Hey guys, ive prob been surf casting 15time in the last year , and not a single fish caught,.  ive fished ant tangimoana, foxton and scotts ferry. I use and old surfcaster- new nylon, have tried flasher rigs, normal hooks, pichards,mussles and squid for bait. Im no gud at finding holes so i just cast out into the sea and wait.  Do i need a better rod to cast further??   i use the sand grapple type sinkers to.

Am also heading to hawkes bay around easter, anyone no of any good beaches to fish up there?

Cheers guys

----------


## Chris

Maybe try some Bonito bait ,I can't catch fish with that other shit either .
2 Hrs before - 2 hrs after high tide. Some green cotton to tie the bait on would be smart.

----------


## crzyman

I have not done much since moving to the South Island but when I was up north this is what I had good sucess with.

A rod with a good backbone, a 2 piece is stiffer than a 3 piece in general, I used a custom built 1 piece in the end.

A rod matched to the weight your casting, I always liked using 6oz sand grabbers so picked a rod to suit.

A reel that worked and had nice smooth drag, it also needed to hold 300m of line.

I used 8lb main line with a shock leader, the shock leader was long enough to have 2 rounds on the reel and for my casting I layed out about 5 meters on the ground behind.  This would get me casting between 120 and 150 meters with 1 bait on a ledger rig.  I've caught 5kg snapper up 90 mile and a 10kg ray along with a 8ft bronzey.  All on 8lb main line.

If I was targeting Kahawai I'd use a whole pilli on a running rig, use bait cotton to hold it together.

Light main line increases casting distance, shock leader stops you breaking the main line under load.

Finding holes can be hard it the sea is flat, your better to look when there is a bit of a role on, watch the waves, watch were they break, look for gaps in the waves where the water is deeper.  Waves are formed as the water gets shallow so if there is a gap in the waves, thats were Id start.

When I was serious and before I could cast the distance I put a wetsuit on and walked out as far I could to cast.

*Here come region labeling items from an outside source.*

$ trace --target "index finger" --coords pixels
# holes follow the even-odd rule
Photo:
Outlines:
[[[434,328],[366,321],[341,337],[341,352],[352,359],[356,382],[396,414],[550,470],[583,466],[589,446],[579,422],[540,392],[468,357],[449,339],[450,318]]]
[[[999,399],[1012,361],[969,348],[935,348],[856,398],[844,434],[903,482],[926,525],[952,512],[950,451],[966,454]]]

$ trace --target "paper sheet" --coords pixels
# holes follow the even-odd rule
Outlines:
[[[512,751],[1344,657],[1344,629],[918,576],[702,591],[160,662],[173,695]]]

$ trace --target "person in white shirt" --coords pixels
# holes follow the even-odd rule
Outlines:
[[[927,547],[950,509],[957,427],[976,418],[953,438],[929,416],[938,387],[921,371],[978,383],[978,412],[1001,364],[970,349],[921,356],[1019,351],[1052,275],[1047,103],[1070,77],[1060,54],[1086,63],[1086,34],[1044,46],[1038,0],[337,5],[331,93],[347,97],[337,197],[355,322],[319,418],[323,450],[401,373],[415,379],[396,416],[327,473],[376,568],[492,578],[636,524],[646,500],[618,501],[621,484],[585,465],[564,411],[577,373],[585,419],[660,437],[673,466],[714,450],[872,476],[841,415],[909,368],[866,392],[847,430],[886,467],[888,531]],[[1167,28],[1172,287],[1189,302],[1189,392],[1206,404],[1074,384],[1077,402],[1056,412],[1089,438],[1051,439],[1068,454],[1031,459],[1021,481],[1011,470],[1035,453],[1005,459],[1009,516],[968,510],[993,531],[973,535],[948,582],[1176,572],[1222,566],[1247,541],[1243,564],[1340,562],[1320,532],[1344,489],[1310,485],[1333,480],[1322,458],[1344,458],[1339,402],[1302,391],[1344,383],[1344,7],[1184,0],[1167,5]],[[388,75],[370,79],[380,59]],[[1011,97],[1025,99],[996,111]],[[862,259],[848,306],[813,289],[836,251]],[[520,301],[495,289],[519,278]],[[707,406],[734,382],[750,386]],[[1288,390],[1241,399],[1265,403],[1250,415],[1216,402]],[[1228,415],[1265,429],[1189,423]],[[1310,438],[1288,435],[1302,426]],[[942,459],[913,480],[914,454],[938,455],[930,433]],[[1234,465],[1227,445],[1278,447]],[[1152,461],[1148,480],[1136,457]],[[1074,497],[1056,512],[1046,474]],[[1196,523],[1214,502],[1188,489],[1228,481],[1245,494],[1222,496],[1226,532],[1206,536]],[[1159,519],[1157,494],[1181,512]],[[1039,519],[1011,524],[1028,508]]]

Practice casting up the beach, the last year I was up there I went to the national surfcasting comp, that year the distance cast that won was 210 meters (sinker only .3mm line min which was 6lb)

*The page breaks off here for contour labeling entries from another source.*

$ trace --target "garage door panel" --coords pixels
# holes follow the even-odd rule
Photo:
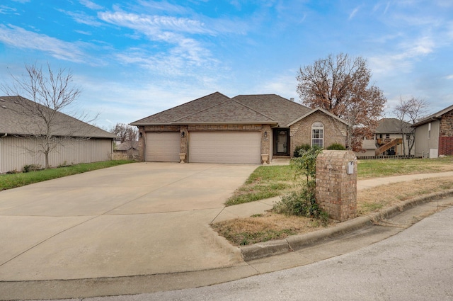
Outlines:
[[[193,132],[189,161],[194,163],[261,163],[259,132]]]
[[[179,132],[147,132],[147,161],[178,162],[180,145]]]

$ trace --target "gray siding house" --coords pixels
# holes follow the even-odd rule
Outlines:
[[[0,96],[0,174],[20,171],[25,165],[45,165],[42,146],[45,125],[24,107],[33,101],[20,96]],[[50,110],[48,108],[42,107]],[[113,134],[61,113],[55,115],[51,166],[110,159]]]

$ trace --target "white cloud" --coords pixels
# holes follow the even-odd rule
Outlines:
[[[212,32],[202,22],[186,18],[137,15],[121,11],[101,12],[98,16],[105,22],[139,30],[149,35],[154,35],[163,30],[188,33]]]
[[[80,4],[90,9],[94,9],[96,11],[103,8],[103,6],[98,5],[90,0],[80,0]]]
[[[425,36],[413,42],[403,42],[396,52],[371,57],[368,61],[374,73],[386,74],[393,70],[406,73],[411,70],[415,60],[432,52],[435,48],[432,38]]]
[[[354,10],[351,12],[351,13],[349,14],[348,20],[351,20],[352,18],[354,18],[355,14],[359,11],[360,8],[360,6],[357,6],[355,8],[354,8]]]
[[[59,59],[83,62],[86,54],[76,43],[64,42],[10,25],[0,25],[0,41],[17,48],[31,49],[50,53]]]
[[[59,11],[70,16],[76,22],[81,24],[86,24],[96,27],[99,27],[103,25],[103,23],[99,22],[96,17],[88,16],[85,13],[75,13],[73,11],[65,11],[62,10],[60,10]]]
[[[133,55],[119,55],[121,60],[129,63],[144,63],[152,69],[171,70],[188,66],[200,66],[202,64],[216,64],[211,52],[204,48],[196,40],[186,36],[188,34],[210,33],[200,21],[185,18],[171,16],[142,16],[117,11],[102,12],[99,18],[117,25],[137,30],[149,39],[170,45],[170,49],[160,54],[141,54],[144,50],[134,49]]]

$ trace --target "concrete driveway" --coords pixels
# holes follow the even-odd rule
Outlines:
[[[254,165],[137,163],[0,192],[0,281],[246,265],[209,224]]]

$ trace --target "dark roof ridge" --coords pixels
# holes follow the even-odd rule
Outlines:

Keep at it, you will get better

----------


## Shootm

Pm sent.

----------


## Shooter

The river mouth out at Foxton has been a bit hit and miss the past couple of months for decent size fish but there is always something around that keeps it interesting.  I normally head out on the Foxton side of the river about 200 m short of the mouth and bung the line straight out as far as I can get it.  Obviously first and last light yield the best results, but dead low or hour ever side of high goes pretty good.  I use half pillies on a running rig tied on with bait cotton, change baits every 20min or so as there are a heap of smaller bait fish about.  Busy at work at the moment but normally head out every wed afternoon.  There has been a few rather large Kahawai heads left in the same spot recently so someone is doing well...

----------


## Shootm

> the last year I was up there I went to the national surfcasting comp


Which club were you with?
Nationals is this coming week, I think I'm sorted....

----------


## crzyman

I was in Morrinsville and the nationals that year was up 90 mile beach.  Thats alot of years ago, maybe 13 ish years

----------


## Shootm

> I was in Morrinsville and the nationals that year was up 90 mile beach.  Thats alot of years ago, maybe 13 ish years


Didn't go to those nationals but have been to just about everyone since.

----------